That one is also not applicable to the humans we are referencing when we say it.

We are absolutely capable of lifelong learning and changing our behaviour, overcoming addictions etc. Most of the time it’s just that we don’t want to.

Getting back to The Bug, another one that definitely doesn’t work (and probably doesn’t for most dogs) is the old ‘her bark is worse than her bite.’

Of course, when people use this phrase, what they’re trying to say is ‘don’t worry, my dog is not going to bite you.’

As someone who has been (inadvertently) bitten (that’ll teach me to try to break up a dog fight) I can definitely attest her bite is worse than her bark.

Generally speaking, dogs have powerful jaws and sharp teeth. A barking dog may be more prone to accepting belly rubs than biting, but if they were to bite for some reason, it’s safe to say it’s going to be worse.

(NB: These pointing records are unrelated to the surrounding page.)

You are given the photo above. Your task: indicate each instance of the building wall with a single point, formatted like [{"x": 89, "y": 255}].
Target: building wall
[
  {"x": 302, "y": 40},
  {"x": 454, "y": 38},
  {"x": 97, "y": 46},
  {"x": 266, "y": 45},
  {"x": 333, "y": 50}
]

I will end with ‘doggy bag.’ We all know people are not taking home food from the restaurant for the dog, they’re taking it home for themselves. Perhaps there was a time when there was a stigma to it, but that seems to have been lost.

Personally, I never used to take a doggy bag because I knew the leftovers would just sit in my fridge until I threw them out.

Now that I have the lovely Lady, though, I have revisited that policy. And she is very grateful for that.